Dressed in western gown in a British castle, Chinese supermodel Liu Wen still managed to convey the charm and grace of an oriental woman holding a delicate fan.
Fan Bingbing, who played in many costume dramas, also used the round fan to connect the classical and the modern fashion.
The round fans are from the Leisure Cottage Round Fan Studio in Suzhou, east China. The studio is located inside the deep lanes, with a classical garden just like the ones in ancient poems and paintings. Li Jing is the owner of the studio. Although graduated from a design school, he wasn't a professional round fan craftsman at the beginning.
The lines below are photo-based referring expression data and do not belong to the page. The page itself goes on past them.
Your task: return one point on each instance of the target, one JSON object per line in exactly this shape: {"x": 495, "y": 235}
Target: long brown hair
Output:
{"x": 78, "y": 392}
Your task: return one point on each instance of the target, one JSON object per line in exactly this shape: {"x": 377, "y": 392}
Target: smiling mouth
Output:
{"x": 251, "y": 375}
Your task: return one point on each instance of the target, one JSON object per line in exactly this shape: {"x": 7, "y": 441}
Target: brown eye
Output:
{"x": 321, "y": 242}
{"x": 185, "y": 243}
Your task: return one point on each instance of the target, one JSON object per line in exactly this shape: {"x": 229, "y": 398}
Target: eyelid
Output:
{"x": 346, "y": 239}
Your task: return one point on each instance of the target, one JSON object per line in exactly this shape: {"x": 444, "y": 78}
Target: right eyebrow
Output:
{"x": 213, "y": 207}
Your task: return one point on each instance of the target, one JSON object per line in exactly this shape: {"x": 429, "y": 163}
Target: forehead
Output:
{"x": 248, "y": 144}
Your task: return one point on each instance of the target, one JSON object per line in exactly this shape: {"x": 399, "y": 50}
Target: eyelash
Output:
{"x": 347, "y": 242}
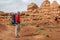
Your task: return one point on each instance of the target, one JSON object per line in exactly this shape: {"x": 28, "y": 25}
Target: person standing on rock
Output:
{"x": 17, "y": 20}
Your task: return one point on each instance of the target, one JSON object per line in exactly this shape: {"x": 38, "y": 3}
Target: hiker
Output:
{"x": 13, "y": 18}
{"x": 17, "y": 21}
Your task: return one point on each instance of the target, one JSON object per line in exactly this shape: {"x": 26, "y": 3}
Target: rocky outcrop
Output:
{"x": 32, "y": 6}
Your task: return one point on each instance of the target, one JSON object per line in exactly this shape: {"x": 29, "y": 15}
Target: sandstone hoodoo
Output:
{"x": 32, "y": 6}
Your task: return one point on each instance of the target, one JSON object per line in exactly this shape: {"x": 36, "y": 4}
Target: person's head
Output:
{"x": 18, "y": 12}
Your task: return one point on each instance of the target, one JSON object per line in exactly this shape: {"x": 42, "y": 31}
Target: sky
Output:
{"x": 18, "y": 5}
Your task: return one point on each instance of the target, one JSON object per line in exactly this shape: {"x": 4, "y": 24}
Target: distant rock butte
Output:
{"x": 45, "y": 15}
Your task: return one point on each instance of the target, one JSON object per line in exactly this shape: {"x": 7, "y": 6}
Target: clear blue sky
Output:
{"x": 18, "y": 5}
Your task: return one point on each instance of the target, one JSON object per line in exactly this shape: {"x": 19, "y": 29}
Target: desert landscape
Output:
{"x": 37, "y": 23}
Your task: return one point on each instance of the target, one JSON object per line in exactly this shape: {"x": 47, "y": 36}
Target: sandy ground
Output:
{"x": 29, "y": 33}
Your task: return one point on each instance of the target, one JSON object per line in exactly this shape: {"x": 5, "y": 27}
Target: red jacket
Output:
{"x": 17, "y": 18}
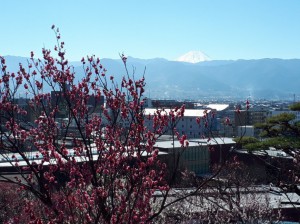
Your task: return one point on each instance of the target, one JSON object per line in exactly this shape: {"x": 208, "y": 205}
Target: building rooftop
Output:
{"x": 187, "y": 112}
{"x": 195, "y": 142}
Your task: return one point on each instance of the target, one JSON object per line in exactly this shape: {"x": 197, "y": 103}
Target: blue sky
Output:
{"x": 223, "y": 29}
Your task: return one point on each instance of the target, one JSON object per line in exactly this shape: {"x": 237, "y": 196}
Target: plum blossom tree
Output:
{"x": 81, "y": 162}
{"x": 78, "y": 165}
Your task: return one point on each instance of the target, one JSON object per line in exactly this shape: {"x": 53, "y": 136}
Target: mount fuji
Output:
{"x": 194, "y": 57}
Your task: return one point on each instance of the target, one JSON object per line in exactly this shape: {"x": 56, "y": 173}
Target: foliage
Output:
{"x": 79, "y": 161}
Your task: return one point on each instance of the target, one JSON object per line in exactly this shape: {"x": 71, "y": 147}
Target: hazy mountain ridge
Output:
{"x": 261, "y": 78}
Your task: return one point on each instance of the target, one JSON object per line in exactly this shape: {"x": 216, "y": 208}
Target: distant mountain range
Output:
{"x": 262, "y": 78}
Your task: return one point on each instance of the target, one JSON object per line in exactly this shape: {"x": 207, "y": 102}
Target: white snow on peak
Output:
{"x": 194, "y": 57}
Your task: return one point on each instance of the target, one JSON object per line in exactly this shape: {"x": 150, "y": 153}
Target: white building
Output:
{"x": 188, "y": 124}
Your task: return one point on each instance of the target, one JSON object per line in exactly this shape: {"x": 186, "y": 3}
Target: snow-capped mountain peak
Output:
{"x": 194, "y": 57}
Round fans, also called circular fans, were first seen in the dynasty of Han, and became important belongings for women in the palace during the Tang and Song dynasties. Painters and poets liked to leave their works on the fans, turning them into pieces of art. Women tended to hide their faces behind the fans to show their elegance. Sometimes they would use the fans to imply the solitary life in the royal palace. All these infused the round fans with a sense of feminine grace and sorrow.
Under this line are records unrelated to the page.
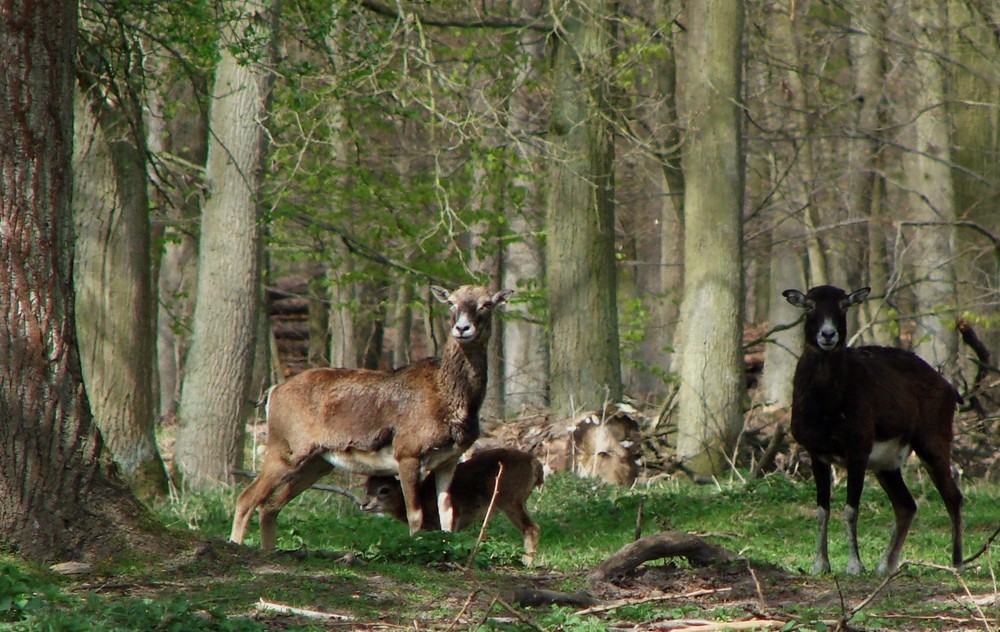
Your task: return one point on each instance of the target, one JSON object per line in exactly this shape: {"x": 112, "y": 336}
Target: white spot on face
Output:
{"x": 827, "y": 337}
{"x": 464, "y": 328}
{"x": 888, "y": 455}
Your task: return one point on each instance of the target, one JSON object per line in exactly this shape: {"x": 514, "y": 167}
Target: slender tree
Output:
{"x": 216, "y": 389}
{"x": 930, "y": 194}
{"x": 711, "y": 360}
{"x": 584, "y": 366}
{"x": 60, "y": 496}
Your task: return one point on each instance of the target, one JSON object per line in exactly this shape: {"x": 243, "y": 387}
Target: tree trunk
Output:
{"x": 343, "y": 296}
{"x": 114, "y": 296}
{"x": 864, "y": 182}
{"x": 214, "y": 404}
{"x": 667, "y": 309}
{"x": 584, "y": 365}
{"x": 927, "y": 172}
{"x": 177, "y": 194}
{"x": 782, "y": 351}
{"x": 525, "y": 353}
{"x": 800, "y": 201}
{"x": 711, "y": 359}
{"x": 61, "y": 497}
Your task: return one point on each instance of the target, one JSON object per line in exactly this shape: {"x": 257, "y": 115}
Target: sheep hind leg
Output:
{"x": 821, "y": 476}
{"x": 944, "y": 481}
{"x": 293, "y": 484}
{"x": 904, "y": 507}
{"x": 247, "y": 502}
{"x": 519, "y": 517}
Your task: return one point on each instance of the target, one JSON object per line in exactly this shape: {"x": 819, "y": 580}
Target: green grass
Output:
{"x": 402, "y": 579}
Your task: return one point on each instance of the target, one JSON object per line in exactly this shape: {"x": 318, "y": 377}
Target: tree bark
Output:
{"x": 214, "y": 400}
{"x": 60, "y": 497}
{"x": 525, "y": 354}
{"x": 176, "y": 193}
{"x": 927, "y": 173}
{"x": 584, "y": 366}
{"x": 711, "y": 360}
{"x": 864, "y": 181}
{"x": 782, "y": 351}
{"x": 114, "y": 300}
Li got to know about the round fans through traditional operas. He found them very appealing as props on stage. Later he began to collect antiques, including pieces of round fans. "Round fan was actually one of the earliest fans in China. In the poems and literature works even before the dynasty of Ming, the 'fans' all referred to round fans. It has such a long history," explains Li.
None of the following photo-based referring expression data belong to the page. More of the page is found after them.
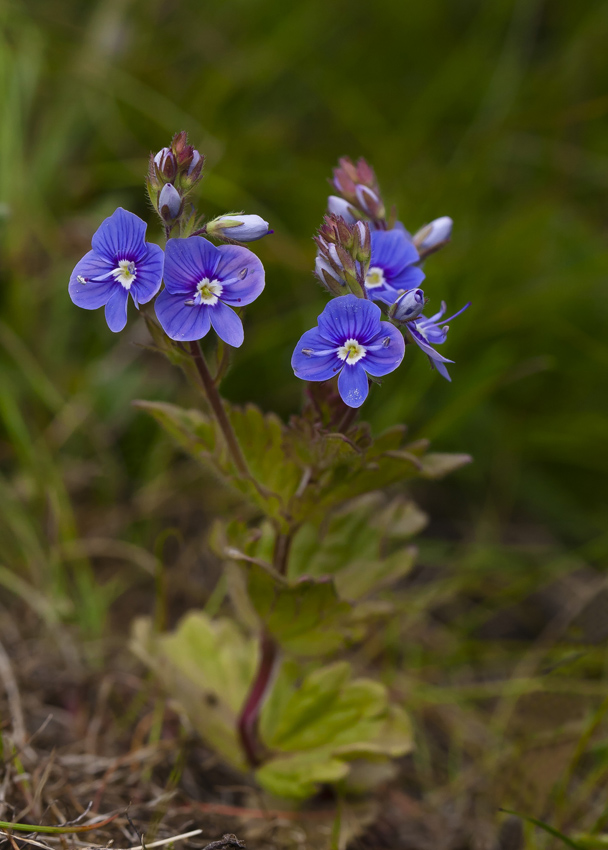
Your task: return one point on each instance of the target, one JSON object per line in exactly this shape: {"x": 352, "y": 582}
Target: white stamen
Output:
{"x": 351, "y": 352}
{"x": 125, "y": 273}
{"x": 374, "y": 277}
{"x": 208, "y": 292}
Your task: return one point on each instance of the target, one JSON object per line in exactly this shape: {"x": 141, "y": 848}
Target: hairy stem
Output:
{"x": 217, "y": 406}
{"x": 269, "y": 652}
{"x": 250, "y": 714}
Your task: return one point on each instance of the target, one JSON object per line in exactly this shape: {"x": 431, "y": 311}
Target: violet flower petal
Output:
{"x": 116, "y": 309}
{"x": 226, "y": 324}
{"x": 382, "y": 357}
{"x": 121, "y": 237}
{"x": 320, "y": 363}
{"x": 353, "y": 385}
{"x": 187, "y": 262}
{"x": 245, "y": 272}
{"x": 180, "y": 321}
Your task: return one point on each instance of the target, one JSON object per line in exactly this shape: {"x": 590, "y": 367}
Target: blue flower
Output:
{"x": 201, "y": 281}
{"x": 391, "y": 269}
{"x": 350, "y": 342}
{"x": 121, "y": 263}
{"x": 425, "y": 331}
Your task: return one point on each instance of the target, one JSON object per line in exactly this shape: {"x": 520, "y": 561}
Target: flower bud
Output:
{"x": 408, "y": 306}
{"x": 243, "y": 228}
{"x": 357, "y": 184}
{"x": 433, "y": 236}
{"x": 369, "y": 202}
{"x": 340, "y": 207}
{"x": 169, "y": 202}
{"x": 195, "y": 167}
{"x": 328, "y": 276}
{"x": 166, "y": 165}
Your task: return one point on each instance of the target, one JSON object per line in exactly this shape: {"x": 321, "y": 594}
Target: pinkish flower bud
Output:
{"x": 433, "y": 236}
{"x": 408, "y": 306}
{"x": 169, "y": 202}
{"x": 166, "y": 164}
{"x": 340, "y": 207}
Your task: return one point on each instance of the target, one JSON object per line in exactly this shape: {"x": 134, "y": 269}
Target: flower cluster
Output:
{"x": 203, "y": 283}
{"x": 388, "y": 272}
{"x": 363, "y": 257}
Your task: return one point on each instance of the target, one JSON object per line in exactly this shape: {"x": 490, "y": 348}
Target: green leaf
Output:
{"x": 261, "y": 439}
{"x": 207, "y": 667}
{"x": 274, "y": 478}
{"x": 359, "y": 545}
{"x": 306, "y": 618}
{"x": 193, "y": 430}
{"x": 438, "y": 464}
{"x": 298, "y": 776}
{"x": 319, "y": 722}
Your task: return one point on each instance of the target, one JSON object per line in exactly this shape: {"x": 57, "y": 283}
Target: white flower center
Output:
{"x": 374, "y": 277}
{"x": 351, "y": 352}
{"x": 125, "y": 273}
{"x": 208, "y": 292}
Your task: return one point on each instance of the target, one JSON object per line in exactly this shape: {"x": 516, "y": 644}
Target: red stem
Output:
{"x": 248, "y": 721}
{"x": 269, "y": 653}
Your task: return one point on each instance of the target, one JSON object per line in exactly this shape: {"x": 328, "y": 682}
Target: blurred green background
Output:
{"x": 492, "y": 113}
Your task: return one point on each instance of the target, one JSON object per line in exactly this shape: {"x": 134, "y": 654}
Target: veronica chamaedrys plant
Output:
{"x": 267, "y": 683}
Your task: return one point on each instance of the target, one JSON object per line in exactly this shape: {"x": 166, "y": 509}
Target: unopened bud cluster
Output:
{"x": 358, "y": 187}
{"x": 344, "y": 253}
{"x": 172, "y": 173}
"I got some frames and handles from the antique markets. They had very beautiful carvings, which attracted me so much. I took them to Suzhou, hoping to find some craftsmen to restore them."
To his surprise, there wasn't any craftsman in the city who was able to restore the k'o-ssu fans. As a dedicated collector who always wanted to have control, Li decided to do it himself. Bringing all his savings, plus 100 thousand yuan given by his father and 50 thousand lent by friends, he came to Suzhou and established the studio. He went to every corner of the counties around on foot, searching for the craftsmen who still knew the k'o-ssu technique.
K'o-ssu fans require very sophisticated techniques. In ancient times, they were exclusive to the royal families. An old craftsman said: "K'o-ssu was as valuable as gold. If you used the wrong color here, you'll have to dismantle it and do it all over again."
It may take several craftsmen to finish a round fan inlaid with gold and silver threads. However, most of the craftsmen are in their sixties or seventies. They don't have successors. "Young people wouldn't learn it," says Li, "although I want to promote the traditional things so that people can enjoy it."
Li believes that the most attractive part in the round fans is the classical aesthetics: "The Chinese values inner spirits more than the figures. When we make a butterfly, it doesn't have to be exactly the same as a real one. How do we make it as beautiful, but not limited to the real thing? We'd have to put our own imagination and preference in it. That's why the traditional art is fascinating."
For Li, making fans is like communicating with the ancient people. The enjoyable hobby, however, has to meet the reality: "As the craftsmen, we hope that more people could appreciate its beauty and be willing to spend money on it. The art can be passed on, but not merely by preaching the love for it."